Ieri Repubblica raccontava da Milano una sentenza del Tribunale dei minorenni relativa a un caso simile, il ricorso incrociato di Alba e Bice (teniamo i nomi di fantasia scelti da Piero Colaprico) per adottare le rispettive figlie biologiche, nate entrambe dal seme di uno stesso donatore. Contrariamente a Roma, i giudici di Milano hanno detto no. Piero Colaprico ha letto, come noi, la sentenza e ne dà un resoconto preciso. La sentenza parte dell’affermazione che non esiste un “diritto all’adozione”, essa è “consentita a favore dei minori dichiarati in stato di adottabilità” e di cui “sia accertata la situazione di abbandono” (ma non  è il caso dei due minori in questione). Questo dicono le convenzioni  internazionali e ribadisce la Corte europea di diritti dell’uomo. Sono poi gli stati a legiferare nel proprio contesto. Sottolinea, la sentenza di Milano, che l’Italia “conosce due forme di adozione” e argomenta in 22 pagine che il caso specifico non vi rientra. La legge 184/83 sulle adozioni (in corso di modifica) ammette “casi particolari” come quello che permette l’adozione da parte del coniuge del figlio biologico dell’altro coniuge. La legge Cirinnà, dopo lo stralcio della stepchild adoption, non ha modificato la normativa. Per rendere giuridicamente attuabile quanto richiesto da “Alba e Bice”, secondo i giudici di Milano occorrerebbe un’altra legge. E’ ovvio che il dibattito, nei tribunali dei minori che sempre più dovranno istruire fascicoli di questo tipo, sia complicato e incandescente, con posizioni diametralmente opposte.
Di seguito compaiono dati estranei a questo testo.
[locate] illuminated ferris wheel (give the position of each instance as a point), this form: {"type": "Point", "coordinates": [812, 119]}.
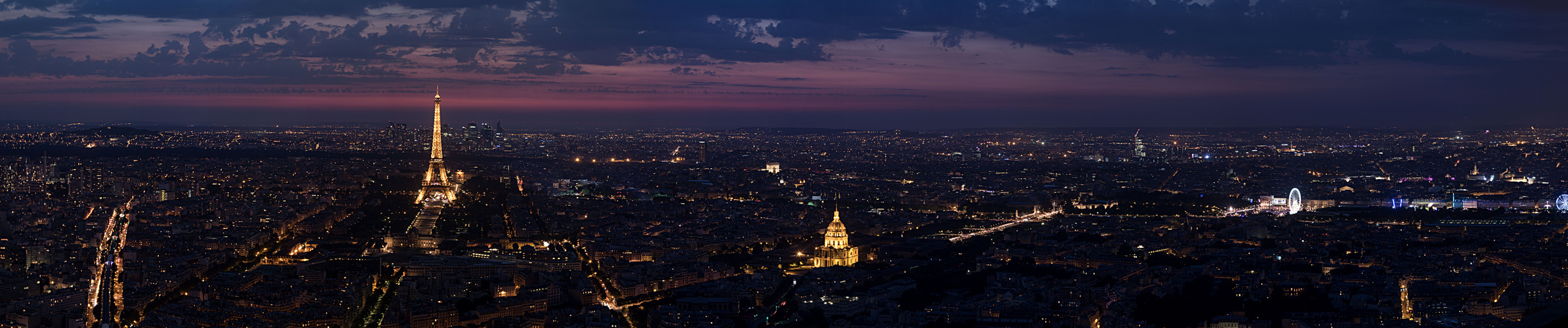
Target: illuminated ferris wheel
{"type": "Point", "coordinates": [1294, 201]}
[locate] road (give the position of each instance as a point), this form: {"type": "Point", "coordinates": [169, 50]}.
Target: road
{"type": "Point", "coordinates": [1024, 218]}
{"type": "Point", "coordinates": [106, 300]}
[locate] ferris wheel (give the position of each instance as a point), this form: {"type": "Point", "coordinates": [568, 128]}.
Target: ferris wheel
{"type": "Point", "coordinates": [1294, 201]}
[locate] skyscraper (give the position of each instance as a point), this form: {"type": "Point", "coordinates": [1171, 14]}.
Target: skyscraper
{"type": "Point", "coordinates": [836, 250]}
{"type": "Point", "coordinates": [436, 189]}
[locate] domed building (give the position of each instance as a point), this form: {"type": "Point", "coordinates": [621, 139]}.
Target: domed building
{"type": "Point", "coordinates": [836, 250]}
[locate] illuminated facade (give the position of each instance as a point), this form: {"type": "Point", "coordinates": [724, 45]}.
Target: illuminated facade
{"type": "Point", "coordinates": [1294, 200]}
{"type": "Point", "coordinates": [436, 190]}
{"type": "Point", "coordinates": [836, 250]}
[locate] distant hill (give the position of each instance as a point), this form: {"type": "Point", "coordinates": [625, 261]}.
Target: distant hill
{"type": "Point", "coordinates": [793, 131]}
{"type": "Point", "coordinates": [115, 133]}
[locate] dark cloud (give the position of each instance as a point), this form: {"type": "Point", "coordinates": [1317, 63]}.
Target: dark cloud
{"type": "Point", "coordinates": [224, 9]}
{"type": "Point", "coordinates": [1440, 54]}
{"type": "Point", "coordinates": [484, 22]}
{"type": "Point", "coordinates": [1227, 33]}
{"type": "Point", "coordinates": [1144, 74]}
{"type": "Point", "coordinates": [26, 24]}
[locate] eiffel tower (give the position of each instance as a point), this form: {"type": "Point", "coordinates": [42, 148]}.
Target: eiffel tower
{"type": "Point", "coordinates": [436, 190]}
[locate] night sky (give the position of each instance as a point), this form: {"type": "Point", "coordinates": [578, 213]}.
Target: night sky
{"type": "Point", "coordinates": [791, 63]}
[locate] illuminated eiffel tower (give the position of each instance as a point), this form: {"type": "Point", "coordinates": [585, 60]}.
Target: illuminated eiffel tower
{"type": "Point", "coordinates": [436, 189]}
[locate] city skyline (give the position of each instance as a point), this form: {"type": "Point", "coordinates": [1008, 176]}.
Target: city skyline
{"type": "Point", "coordinates": [785, 164]}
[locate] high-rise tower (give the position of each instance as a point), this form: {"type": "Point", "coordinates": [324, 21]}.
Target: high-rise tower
{"type": "Point", "coordinates": [836, 250]}
{"type": "Point", "coordinates": [436, 189]}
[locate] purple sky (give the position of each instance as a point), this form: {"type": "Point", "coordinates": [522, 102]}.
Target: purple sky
{"type": "Point", "coordinates": [803, 63]}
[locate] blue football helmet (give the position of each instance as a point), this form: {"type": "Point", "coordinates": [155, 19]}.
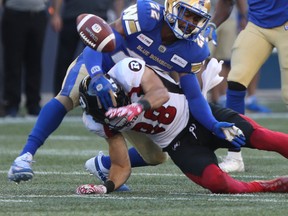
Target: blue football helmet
{"type": "Point", "coordinates": [89, 102]}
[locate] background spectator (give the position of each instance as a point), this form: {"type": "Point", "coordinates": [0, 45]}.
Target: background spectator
{"type": "Point", "coordinates": [22, 53]}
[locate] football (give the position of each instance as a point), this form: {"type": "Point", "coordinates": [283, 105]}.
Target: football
{"type": "Point", "coordinates": [96, 33]}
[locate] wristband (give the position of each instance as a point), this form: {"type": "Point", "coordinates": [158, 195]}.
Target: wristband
{"type": "Point", "coordinates": [109, 185]}
{"type": "Point", "coordinates": [145, 104]}
{"type": "Point", "coordinates": [212, 25]}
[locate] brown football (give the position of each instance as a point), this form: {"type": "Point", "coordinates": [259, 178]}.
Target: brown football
{"type": "Point", "coordinates": [96, 32]}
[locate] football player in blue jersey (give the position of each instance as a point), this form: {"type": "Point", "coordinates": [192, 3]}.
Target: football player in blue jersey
{"type": "Point", "coordinates": [169, 124]}
{"type": "Point", "coordinates": [267, 28]}
{"type": "Point", "coordinates": [166, 38]}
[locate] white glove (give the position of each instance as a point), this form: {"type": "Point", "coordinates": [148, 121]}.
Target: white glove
{"type": "Point", "coordinates": [210, 76]}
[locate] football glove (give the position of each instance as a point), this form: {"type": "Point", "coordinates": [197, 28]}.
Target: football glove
{"type": "Point", "coordinates": [91, 189]}
{"type": "Point", "coordinates": [103, 89]}
{"type": "Point", "coordinates": [130, 111]}
{"type": "Point", "coordinates": [229, 132]}
{"type": "Point", "coordinates": [210, 33]}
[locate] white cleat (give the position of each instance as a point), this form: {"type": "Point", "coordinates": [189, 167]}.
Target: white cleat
{"type": "Point", "coordinates": [95, 167]}
{"type": "Point", "coordinates": [20, 169]}
{"type": "Point", "coordinates": [233, 162]}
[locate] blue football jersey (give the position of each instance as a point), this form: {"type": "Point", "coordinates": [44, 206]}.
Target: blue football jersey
{"type": "Point", "coordinates": [268, 13]}
{"type": "Point", "coordinates": [142, 23]}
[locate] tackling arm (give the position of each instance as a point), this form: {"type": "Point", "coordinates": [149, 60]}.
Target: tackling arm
{"type": "Point", "coordinates": [120, 163]}
{"type": "Point", "coordinates": [223, 10]}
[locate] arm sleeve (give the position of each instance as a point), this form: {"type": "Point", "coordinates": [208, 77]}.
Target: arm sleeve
{"type": "Point", "coordinates": [198, 106]}
{"type": "Point", "coordinates": [93, 61]}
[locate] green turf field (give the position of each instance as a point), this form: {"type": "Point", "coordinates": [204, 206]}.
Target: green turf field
{"type": "Point", "coordinates": [160, 190]}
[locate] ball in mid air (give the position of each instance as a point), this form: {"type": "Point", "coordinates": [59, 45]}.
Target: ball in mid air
{"type": "Point", "coordinates": [96, 33]}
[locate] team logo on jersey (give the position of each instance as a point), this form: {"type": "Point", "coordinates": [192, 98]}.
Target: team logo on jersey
{"type": "Point", "coordinates": [145, 40]}
{"type": "Point", "coordinates": [162, 49]}
{"type": "Point", "coordinates": [179, 61]}
{"type": "Point", "coordinates": [95, 69]}
{"type": "Point", "coordinates": [134, 66]}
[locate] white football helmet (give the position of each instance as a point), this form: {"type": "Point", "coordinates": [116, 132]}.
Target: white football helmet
{"type": "Point", "coordinates": [175, 10]}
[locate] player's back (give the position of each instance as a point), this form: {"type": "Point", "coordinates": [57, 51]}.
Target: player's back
{"type": "Point", "coordinates": [143, 25]}
{"type": "Point", "coordinates": [268, 13]}
{"type": "Point", "coordinates": [163, 124]}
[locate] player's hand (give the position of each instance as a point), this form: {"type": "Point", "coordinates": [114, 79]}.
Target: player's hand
{"type": "Point", "coordinates": [91, 189]}
{"type": "Point", "coordinates": [210, 33]}
{"type": "Point", "coordinates": [104, 91]}
{"type": "Point", "coordinates": [130, 111]}
{"type": "Point", "coordinates": [229, 132]}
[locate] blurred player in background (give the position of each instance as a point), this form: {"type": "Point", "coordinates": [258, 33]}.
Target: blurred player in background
{"type": "Point", "coordinates": [23, 34]}
{"type": "Point", "coordinates": [165, 118]}
{"type": "Point", "coordinates": [267, 28]}
{"type": "Point", "coordinates": [161, 36]}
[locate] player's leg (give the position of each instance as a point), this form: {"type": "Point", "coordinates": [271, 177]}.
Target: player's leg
{"type": "Point", "coordinates": [278, 36]}
{"type": "Point", "coordinates": [199, 163]}
{"type": "Point", "coordinates": [48, 120]}
{"type": "Point", "coordinates": [144, 153]}
{"type": "Point", "coordinates": [244, 66]}
{"type": "Point", "coordinates": [245, 63]}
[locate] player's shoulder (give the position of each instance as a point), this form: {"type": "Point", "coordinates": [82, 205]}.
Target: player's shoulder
{"type": "Point", "coordinates": [145, 15]}
{"type": "Point", "coordinates": [200, 49]}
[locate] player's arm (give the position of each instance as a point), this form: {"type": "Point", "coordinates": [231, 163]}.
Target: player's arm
{"type": "Point", "coordinates": [222, 12]}
{"type": "Point", "coordinates": [120, 163]}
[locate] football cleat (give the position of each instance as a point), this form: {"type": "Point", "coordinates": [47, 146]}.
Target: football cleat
{"type": "Point", "coordinates": [21, 169]}
{"type": "Point", "coordinates": [91, 189]}
{"type": "Point", "coordinates": [95, 167]}
{"type": "Point", "coordinates": [230, 164]}
{"type": "Point", "coordinates": [279, 185]}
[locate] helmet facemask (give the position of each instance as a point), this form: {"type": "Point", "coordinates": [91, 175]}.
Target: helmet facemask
{"type": "Point", "coordinates": [175, 11]}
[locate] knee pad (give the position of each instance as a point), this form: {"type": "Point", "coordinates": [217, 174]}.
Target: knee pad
{"type": "Point", "coordinates": [236, 86]}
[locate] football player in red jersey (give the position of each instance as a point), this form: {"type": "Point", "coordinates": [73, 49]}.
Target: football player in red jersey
{"type": "Point", "coordinates": [267, 28]}
{"type": "Point", "coordinates": [167, 38]}
{"type": "Point", "coordinates": [165, 118]}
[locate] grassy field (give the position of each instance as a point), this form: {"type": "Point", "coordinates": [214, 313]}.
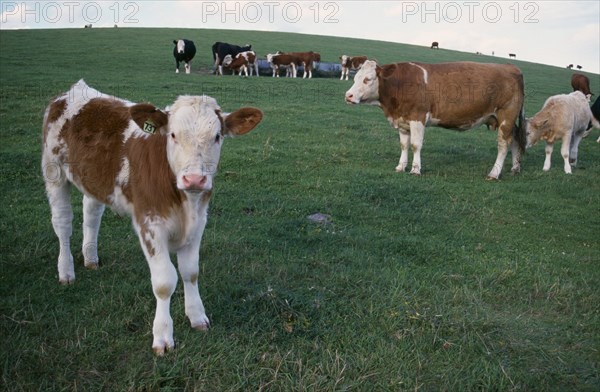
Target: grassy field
{"type": "Point", "coordinates": [439, 282]}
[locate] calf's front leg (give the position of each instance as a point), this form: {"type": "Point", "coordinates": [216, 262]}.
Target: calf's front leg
{"type": "Point", "coordinates": [188, 264]}
{"type": "Point", "coordinates": [404, 143]}
{"type": "Point", "coordinates": [164, 280]}
{"type": "Point", "coordinates": [417, 134]}
{"type": "Point", "coordinates": [564, 151]}
{"type": "Point", "coordinates": [548, 160]}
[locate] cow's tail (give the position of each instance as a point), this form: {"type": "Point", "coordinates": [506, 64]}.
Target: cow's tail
{"type": "Point", "coordinates": [214, 48]}
{"type": "Point", "coordinates": [521, 129]}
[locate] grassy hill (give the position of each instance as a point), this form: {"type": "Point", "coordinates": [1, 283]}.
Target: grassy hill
{"type": "Point", "coordinates": [438, 282]}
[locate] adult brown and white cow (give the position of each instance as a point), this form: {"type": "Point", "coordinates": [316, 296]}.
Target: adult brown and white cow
{"type": "Point", "coordinates": [350, 63]}
{"type": "Point", "coordinates": [458, 96]}
{"type": "Point", "coordinates": [241, 63]}
{"type": "Point", "coordinates": [581, 83]}
{"type": "Point", "coordinates": [155, 166]}
{"type": "Point", "coordinates": [566, 117]}
{"type": "Point", "coordinates": [279, 60]}
{"type": "Point", "coordinates": [306, 59]}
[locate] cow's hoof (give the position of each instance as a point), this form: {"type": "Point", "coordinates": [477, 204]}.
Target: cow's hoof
{"type": "Point", "coordinates": [160, 349]}
{"type": "Point", "coordinates": [91, 264]}
{"type": "Point", "coordinates": [201, 325]}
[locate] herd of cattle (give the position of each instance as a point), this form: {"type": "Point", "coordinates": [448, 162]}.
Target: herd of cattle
{"type": "Point", "coordinates": [158, 165]}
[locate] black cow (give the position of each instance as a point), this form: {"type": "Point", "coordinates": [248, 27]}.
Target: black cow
{"type": "Point", "coordinates": [184, 50]}
{"type": "Point", "coordinates": [222, 49]}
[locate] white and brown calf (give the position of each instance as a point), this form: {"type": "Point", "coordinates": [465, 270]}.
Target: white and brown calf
{"type": "Point", "coordinates": [155, 166]}
{"type": "Point", "coordinates": [563, 117]}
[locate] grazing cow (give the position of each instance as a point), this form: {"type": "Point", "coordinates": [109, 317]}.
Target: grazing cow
{"type": "Point", "coordinates": [566, 117]}
{"type": "Point", "coordinates": [155, 166]}
{"type": "Point", "coordinates": [581, 83]}
{"type": "Point", "coordinates": [283, 60]}
{"type": "Point", "coordinates": [306, 59]}
{"type": "Point", "coordinates": [241, 63]}
{"type": "Point", "coordinates": [458, 96]}
{"type": "Point", "coordinates": [184, 50]}
{"type": "Point", "coordinates": [222, 49]}
{"type": "Point", "coordinates": [351, 63]}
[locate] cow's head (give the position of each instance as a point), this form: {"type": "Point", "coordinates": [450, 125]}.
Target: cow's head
{"type": "Point", "coordinates": [227, 60]}
{"type": "Point", "coordinates": [180, 46]}
{"type": "Point", "coordinates": [196, 130]}
{"type": "Point", "coordinates": [366, 85]}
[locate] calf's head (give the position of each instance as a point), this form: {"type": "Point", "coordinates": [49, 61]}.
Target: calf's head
{"type": "Point", "coordinates": [366, 85]}
{"type": "Point", "coordinates": [180, 46]}
{"type": "Point", "coordinates": [196, 130]}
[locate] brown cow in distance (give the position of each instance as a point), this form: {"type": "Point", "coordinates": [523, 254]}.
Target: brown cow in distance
{"type": "Point", "coordinates": [351, 63]}
{"type": "Point", "coordinates": [279, 59]}
{"type": "Point", "coordinates": [306, 59]}
{"type": "Point", "coordinates": [459, 96]}
{"type": "Point", "coordinates": [581, 83]}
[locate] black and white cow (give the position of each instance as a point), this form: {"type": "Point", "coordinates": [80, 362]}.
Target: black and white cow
{"type": "Point", "coordinates": [184, 50]}
{"type": "Point", "coordinates": [222, 49]}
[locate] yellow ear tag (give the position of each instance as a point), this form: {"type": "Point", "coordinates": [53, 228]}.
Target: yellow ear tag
{"type": "Point", "coordinates": [149, 127]}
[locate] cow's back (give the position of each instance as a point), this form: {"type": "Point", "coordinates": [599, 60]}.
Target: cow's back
{"type": "Point", "coordinates": [98, 143]}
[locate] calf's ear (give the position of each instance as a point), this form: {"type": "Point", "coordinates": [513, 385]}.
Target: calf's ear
{"type": "Point", "coordinates": [241, 121]}
{"type": "Point", "coordinates": [149, 118]}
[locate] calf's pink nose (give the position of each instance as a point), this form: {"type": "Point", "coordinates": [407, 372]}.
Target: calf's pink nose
{"type": "Point", "coordinates": [194, 182]}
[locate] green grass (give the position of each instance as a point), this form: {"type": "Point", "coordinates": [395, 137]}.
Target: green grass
{"type": "Point", "coordinates": [439, 282]}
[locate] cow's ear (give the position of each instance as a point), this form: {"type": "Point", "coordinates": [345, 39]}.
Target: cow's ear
{"type": "Point", "coordinates": [149, 118]}
{"type": "Point", "coordinates": [241, 121]}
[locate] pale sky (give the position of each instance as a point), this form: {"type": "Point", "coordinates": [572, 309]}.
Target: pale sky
{"type": "Point", "coordinates": [549, 32]}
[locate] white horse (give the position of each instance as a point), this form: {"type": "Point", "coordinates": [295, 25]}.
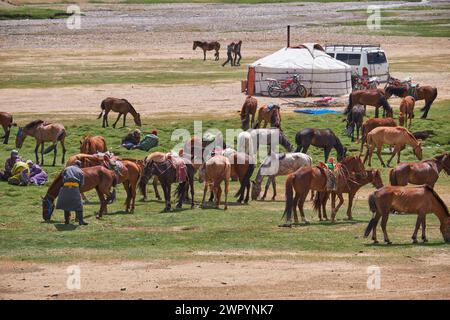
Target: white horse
{"type": "Point", "coordinates": [278, 164]}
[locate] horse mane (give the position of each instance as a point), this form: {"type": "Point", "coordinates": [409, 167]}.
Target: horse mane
{"type": "Point", "coordinates": [33, 124]}
{"type": "Point", "coordinates": [439, 199]}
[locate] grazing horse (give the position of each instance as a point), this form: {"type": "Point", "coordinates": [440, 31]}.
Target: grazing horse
{"type": "Point", "coordinates": [213, 172]}
{"type": "Point", "coordinates": [128, 175]}
{"type": "Point", "coordinates": [424, 172]}
{"type": "Point", "coordinates": [166, 171]}
{"type": "Point", "coordinates": [371, 124]}
{"type": "Point", "coordinates": [6, 122]}
{"type": "Point", "coordinates": [427, 93]}
{"type": "Point", "coordinates": [208, 46]}
{"type": "Point", "coordinates": [249, 141]}
{"type": "Point", "coordinates": [43, 132]}
{"type": "Point", "coordinates": [321, 138]}
{"type": "Point", "coordinates": [122, 106]}
{"type": "Point", "coordinates": [355, 118]}
{"type": "Point", "coordinates": [277, 165]}
{"type": "Point", "coordinates": [98, 178]}
{"type": "Point", "coordinates": [406, 111]}
{"type": "Point", "coordinates": [419, 200]}
{"type": "Point", "coordinates": [248, 109]}
{"type": "Point", "coordinates": [315, 178]}
{"type": "Point", "coordinates": [92, 144]}
{"type": "Point", "coordinates": [269, 115]}
{"type": "Point", "coordinates": [396, 136]}
{"type": "Point", "coordinates": [351, 187]}
{"type": "Point", "coordinates": [371, 97]}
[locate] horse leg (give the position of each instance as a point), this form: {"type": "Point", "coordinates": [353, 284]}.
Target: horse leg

Ad esempio il Tribunale di Roma, con sentenza poi ratificata dalla Cassazione, già nei mesi scorsi ha detto sì a ricorsi analoghi, prendendo a riferimento un’altra forma di adozione “particolare” prevista ed estendendola ai casi in cui sussiste una “impossibilità giuridica” a adottare, ad esempio per la coppie non coniugate. Il Tribunale di Milano, affrontando per la prima volta il problema, ha stabilito in punta di diritto che la giurisprudenza di Roma, e di Cassazione, non è l’unica possibile. Seguirà dibattito.

 

Quel che vale la pena notare è l’aspetto culturale sotteso. L’adozione presuppone, allo stato attuale e come spiega la Corte europea, un matrimonio (tra persone dello stesso sesso) che in Italia non c’è. Ritenere che basti una soluzione giurisprudenziale per aggirare il problema non è l’unica via possibile. Né forse la maestra. In secondo luogo, il caso di Milano è il caso di scuola di figli non “abbandonati”, ma concepiti (desiderati, programmati) in vista di una loro adozione che prescinde, ad oggi, i termini legislativi stabiliti. La doxa sociale maggioritaria, suggerita con pacatezza da Colaprico, ritiene che vada bene così, e le leggi seguiranno. La sentenza di Milano pone, attraverso una interpretazione giuridica inappuntabile, una domanda in controtendenza culturale.